Q)  What is a strike vote?
A)  A strike vote is a referendum that gives your Union the legal ability to   take strike action, if necessary, in support of negotiating a Collective Agreement.  According to the BC Labour Code the wording on the ballot must be, “Are you in favour of a strike?”

Q)  What is strike action?
A)   Strike action includes a range of possible measures, including overtime bans, work to rule, study sessions, rotating strikes and full walkouts.  None of these measures can legally be taken without a favourable strike vote in hand.  All the measures and implications of a strike vote will be discussed in membership meetings before, during and in the days and weeks after the strike vote.  Taking a strike vote DOES NOT mean you pick up a picket and refuse to go to work.  It is another bargaining tool, particularly in mediation.

Q)  Why are we taking a strike vote now?

A)  We are one of several Lower Mainland CUPE locals bargaining with our Employer through their agent, the GVRD representatives.  Our Employer has asked for the most concessions and the most regressive demands in the history of our bargaining.

  1. No increase to benefits without concessions
  2. Significant changes to Sick Leave that will impair your access to your sick leave banks
  3. Removal of Technological Change protection
  4. Removal of restrictions on Sunday Hours of Work
  5. To restrict Auxiliary employees who have not worked within 60 days prior to the date of ratification access to any retroactive negotiated monetary increases (including wages).
  6. Removal of the VESP plan and Supplementary vacation
  7. Post positions internally and externally, simultaneously
  8. And much more – watch for updates – come to meetings.
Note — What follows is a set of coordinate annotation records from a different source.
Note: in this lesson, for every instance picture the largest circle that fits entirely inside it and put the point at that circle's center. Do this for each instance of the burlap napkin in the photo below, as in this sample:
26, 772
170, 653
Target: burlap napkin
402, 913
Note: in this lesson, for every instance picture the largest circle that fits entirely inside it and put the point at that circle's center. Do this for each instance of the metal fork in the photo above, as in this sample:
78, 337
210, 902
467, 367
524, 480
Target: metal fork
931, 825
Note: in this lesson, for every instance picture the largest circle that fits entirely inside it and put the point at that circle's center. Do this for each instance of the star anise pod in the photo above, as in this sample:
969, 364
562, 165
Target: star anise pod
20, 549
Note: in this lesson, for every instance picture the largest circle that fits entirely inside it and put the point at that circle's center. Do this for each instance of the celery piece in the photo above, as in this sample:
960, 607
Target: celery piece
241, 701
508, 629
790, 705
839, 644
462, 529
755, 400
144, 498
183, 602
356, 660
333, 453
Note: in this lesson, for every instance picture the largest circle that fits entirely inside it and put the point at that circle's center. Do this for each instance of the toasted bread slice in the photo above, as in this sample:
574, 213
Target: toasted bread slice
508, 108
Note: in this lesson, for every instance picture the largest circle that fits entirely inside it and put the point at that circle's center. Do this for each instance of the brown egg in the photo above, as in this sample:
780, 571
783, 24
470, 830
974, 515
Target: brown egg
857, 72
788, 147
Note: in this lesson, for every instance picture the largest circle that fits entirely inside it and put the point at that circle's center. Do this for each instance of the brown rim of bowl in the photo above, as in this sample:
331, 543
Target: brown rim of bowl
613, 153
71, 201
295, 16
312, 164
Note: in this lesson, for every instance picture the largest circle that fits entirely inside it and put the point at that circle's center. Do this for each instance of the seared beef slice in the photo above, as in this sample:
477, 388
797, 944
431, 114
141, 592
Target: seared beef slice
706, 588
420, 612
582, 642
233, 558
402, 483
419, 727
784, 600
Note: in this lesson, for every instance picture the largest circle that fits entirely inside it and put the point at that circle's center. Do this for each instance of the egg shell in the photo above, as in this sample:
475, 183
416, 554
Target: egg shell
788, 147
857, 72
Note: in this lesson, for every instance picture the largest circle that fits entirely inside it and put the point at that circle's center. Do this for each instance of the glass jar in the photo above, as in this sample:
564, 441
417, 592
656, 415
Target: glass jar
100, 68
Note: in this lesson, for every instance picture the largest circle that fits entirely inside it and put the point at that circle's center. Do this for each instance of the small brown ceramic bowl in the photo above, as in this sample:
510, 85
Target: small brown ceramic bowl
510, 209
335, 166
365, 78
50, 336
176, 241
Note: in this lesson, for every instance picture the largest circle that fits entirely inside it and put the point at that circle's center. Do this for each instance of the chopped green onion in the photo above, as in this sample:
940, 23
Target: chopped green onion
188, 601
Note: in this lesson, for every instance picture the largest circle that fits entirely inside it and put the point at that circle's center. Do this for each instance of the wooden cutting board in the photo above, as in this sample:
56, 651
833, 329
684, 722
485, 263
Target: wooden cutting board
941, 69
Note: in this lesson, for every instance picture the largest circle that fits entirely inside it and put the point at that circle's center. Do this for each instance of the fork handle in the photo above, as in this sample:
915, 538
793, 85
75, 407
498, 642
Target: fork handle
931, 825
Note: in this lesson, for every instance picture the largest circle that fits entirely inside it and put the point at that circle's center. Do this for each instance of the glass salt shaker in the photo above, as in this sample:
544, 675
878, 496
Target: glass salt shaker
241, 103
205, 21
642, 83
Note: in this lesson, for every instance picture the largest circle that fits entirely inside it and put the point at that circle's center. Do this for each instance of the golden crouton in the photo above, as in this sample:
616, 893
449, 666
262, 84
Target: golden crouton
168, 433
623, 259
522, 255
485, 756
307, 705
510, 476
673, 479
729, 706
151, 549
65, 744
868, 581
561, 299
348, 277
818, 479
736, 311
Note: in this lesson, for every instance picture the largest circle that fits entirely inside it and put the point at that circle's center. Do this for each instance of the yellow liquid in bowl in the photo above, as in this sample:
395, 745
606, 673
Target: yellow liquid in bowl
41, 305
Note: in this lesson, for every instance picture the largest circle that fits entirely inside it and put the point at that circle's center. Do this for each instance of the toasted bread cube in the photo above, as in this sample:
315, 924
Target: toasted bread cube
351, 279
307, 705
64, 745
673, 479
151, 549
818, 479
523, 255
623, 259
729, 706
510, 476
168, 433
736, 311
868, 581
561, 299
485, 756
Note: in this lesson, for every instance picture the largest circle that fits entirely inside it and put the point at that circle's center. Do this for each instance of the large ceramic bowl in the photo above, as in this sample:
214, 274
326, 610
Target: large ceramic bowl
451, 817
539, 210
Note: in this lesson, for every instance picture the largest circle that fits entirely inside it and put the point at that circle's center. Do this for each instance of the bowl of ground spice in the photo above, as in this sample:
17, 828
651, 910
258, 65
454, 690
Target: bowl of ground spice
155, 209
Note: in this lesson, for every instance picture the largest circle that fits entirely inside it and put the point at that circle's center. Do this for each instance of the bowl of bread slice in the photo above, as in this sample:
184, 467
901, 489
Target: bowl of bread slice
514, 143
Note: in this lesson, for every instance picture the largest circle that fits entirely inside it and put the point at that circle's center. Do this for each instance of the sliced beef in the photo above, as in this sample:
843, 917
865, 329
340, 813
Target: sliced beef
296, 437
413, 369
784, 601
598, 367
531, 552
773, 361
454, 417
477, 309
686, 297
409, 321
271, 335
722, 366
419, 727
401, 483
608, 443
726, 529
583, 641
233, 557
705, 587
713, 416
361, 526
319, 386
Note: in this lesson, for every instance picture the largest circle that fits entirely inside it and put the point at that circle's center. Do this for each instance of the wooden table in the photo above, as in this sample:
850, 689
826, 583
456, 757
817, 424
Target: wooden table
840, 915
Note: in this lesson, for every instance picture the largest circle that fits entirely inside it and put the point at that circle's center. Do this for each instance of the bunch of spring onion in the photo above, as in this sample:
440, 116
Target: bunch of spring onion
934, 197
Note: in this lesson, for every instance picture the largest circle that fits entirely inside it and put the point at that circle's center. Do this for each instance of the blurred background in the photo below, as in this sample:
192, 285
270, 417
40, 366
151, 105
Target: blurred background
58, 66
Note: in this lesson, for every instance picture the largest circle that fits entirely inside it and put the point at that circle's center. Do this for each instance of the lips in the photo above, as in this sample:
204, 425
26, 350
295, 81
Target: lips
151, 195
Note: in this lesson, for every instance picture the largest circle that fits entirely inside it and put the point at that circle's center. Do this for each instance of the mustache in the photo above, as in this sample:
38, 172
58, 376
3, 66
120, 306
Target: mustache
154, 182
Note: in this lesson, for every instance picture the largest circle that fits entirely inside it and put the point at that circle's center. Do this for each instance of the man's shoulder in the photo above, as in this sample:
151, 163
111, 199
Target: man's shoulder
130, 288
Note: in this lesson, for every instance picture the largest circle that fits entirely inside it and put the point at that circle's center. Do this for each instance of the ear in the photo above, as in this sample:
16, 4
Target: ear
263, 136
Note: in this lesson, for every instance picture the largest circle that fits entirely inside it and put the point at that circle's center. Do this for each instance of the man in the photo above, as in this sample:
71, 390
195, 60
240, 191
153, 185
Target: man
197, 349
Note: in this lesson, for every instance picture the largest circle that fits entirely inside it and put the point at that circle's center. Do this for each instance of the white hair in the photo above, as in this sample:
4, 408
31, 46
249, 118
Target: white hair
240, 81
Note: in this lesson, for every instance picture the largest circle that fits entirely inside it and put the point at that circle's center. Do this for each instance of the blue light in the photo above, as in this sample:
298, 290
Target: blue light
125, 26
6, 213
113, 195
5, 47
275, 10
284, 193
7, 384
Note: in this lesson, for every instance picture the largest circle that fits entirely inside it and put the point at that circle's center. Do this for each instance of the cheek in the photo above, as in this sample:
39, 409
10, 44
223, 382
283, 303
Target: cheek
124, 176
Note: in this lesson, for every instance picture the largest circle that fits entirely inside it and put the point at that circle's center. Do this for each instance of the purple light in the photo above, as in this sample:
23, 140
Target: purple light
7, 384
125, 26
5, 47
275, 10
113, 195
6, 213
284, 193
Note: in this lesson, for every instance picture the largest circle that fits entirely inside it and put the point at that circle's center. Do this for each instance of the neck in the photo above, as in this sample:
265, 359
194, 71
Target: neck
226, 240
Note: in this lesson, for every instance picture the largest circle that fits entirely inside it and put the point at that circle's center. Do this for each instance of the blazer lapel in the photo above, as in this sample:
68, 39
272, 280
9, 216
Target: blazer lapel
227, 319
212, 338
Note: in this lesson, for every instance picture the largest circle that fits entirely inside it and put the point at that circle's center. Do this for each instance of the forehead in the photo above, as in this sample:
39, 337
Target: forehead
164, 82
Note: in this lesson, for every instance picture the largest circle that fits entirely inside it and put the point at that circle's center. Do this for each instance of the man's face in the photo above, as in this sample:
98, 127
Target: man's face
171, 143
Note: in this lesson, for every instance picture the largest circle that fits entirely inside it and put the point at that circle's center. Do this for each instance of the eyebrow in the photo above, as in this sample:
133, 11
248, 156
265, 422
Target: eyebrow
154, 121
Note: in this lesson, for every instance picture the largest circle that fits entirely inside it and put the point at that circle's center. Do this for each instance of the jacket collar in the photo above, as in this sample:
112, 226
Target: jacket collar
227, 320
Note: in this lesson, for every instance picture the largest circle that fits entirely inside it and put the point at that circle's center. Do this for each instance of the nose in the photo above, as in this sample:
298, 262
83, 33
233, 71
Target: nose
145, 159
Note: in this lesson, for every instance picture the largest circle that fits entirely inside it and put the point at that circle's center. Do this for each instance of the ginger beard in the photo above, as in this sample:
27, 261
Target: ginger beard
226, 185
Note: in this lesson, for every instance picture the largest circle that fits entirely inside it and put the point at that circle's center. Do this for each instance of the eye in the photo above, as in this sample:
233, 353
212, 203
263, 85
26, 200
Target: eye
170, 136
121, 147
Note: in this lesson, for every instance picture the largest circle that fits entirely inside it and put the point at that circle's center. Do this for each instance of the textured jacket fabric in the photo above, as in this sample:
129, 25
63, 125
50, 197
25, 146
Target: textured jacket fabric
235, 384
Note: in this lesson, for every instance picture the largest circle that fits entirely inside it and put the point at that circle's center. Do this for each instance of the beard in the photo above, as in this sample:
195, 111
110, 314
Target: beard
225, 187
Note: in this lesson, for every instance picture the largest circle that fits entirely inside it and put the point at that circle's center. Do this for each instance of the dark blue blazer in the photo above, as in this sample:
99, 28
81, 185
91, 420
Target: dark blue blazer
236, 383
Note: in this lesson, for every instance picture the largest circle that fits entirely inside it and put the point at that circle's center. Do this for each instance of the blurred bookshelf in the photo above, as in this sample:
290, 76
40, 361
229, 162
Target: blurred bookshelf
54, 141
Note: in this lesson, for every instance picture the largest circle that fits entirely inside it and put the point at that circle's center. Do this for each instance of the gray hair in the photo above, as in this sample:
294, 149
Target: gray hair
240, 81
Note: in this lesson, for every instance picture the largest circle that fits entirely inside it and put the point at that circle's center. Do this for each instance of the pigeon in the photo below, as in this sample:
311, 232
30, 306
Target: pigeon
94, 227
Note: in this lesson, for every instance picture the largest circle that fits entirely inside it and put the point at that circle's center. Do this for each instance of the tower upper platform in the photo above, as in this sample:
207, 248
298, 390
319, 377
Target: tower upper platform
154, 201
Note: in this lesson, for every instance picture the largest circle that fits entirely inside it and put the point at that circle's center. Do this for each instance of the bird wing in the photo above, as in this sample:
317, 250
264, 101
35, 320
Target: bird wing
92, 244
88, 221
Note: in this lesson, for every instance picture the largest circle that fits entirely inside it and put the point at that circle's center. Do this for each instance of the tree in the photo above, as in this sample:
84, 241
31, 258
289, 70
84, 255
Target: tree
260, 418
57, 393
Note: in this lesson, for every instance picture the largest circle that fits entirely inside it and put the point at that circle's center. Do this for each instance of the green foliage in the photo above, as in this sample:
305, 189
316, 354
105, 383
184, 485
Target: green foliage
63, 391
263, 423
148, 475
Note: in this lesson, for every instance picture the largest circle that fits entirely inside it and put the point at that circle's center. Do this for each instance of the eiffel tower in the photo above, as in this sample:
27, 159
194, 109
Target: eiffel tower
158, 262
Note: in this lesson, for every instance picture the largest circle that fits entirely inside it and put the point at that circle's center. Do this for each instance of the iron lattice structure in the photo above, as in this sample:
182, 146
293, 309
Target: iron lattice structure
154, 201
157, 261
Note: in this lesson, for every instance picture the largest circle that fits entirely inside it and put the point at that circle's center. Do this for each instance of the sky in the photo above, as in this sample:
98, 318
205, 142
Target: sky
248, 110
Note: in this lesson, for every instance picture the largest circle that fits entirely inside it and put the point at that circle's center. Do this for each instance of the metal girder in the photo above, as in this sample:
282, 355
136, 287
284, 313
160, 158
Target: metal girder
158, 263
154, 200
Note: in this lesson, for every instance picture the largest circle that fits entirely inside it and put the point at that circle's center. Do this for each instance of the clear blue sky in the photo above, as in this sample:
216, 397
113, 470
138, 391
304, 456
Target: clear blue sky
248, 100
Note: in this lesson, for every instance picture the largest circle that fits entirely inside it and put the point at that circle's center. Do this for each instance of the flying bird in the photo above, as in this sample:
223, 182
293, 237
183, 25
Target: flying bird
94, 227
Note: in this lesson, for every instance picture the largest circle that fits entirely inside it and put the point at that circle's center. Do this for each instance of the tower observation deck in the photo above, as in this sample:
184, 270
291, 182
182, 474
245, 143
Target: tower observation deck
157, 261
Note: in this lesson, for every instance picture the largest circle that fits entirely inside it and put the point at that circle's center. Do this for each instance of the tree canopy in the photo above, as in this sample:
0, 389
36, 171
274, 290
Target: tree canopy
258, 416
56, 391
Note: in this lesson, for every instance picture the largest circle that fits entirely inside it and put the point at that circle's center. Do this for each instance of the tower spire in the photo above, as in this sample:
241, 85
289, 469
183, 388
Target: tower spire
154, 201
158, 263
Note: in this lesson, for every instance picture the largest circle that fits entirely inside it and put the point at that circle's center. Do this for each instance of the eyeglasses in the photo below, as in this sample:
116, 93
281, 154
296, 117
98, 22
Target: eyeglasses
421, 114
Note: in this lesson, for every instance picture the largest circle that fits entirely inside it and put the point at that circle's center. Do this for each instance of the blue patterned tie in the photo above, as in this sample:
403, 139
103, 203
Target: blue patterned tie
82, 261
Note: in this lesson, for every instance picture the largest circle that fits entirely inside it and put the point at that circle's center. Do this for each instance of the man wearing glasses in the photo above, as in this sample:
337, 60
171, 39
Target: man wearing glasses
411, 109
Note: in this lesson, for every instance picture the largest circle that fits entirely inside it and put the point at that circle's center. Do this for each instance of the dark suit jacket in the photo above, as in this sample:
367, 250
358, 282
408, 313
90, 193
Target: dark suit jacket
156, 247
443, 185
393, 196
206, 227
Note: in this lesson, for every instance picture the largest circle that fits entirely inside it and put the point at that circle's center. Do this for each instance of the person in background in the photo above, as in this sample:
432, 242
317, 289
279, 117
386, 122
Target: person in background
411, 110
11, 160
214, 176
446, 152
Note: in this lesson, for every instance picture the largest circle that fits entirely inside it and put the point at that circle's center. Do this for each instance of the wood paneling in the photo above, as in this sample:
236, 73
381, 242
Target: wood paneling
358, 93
There has been not change in the Employers’ position in four meetings and they have canceled two of the seven scheduled.  The GVRD is trying to set a pattern of unacceptable contracts for all the tables in the Lower Mainland.

We have not had any movement from the Employer’s side in the four meetings.  CUPE 15 has had no movement in sixteen meetings.  Neither has Delta/CUPE local 454, Burnaby/CUPE local 23, and Vancouver/CUPE local 1004.  They have all achieved strike votes from 89% to over 94%.  They have asked their members for a strike vote because they have either been forced into mediation or have asked for it.  In either case, all the locals need a very solid strike vote if they are to have any credibility with the mediator.  It is hoped that bargaining between the locals and their employers will get back on track and make some progress, as a consequence.

Q)  Why is a strong strike vote crucial?
  A strong strike vote lets the Employer know that the membership stands behind the Bargaining Committee on the issues that were ratified by the membership at the October 2006 Ratification meeting.  If our negotiations proceed to mediation, a strong strike vote will obtain the best possible agreement.

Q)    Does a favourable strike vote mean we are going on strike?
A)  No. Historically, CUPE 391 has reached a settlement without striking.  However, several high in-favour strike votes have helped to reach a better settlement at the bargaining table with little or no job action being taken.  A poor, not-in-favour of a strike vote will result in the mediator putting more weight on the Employer’s proposals.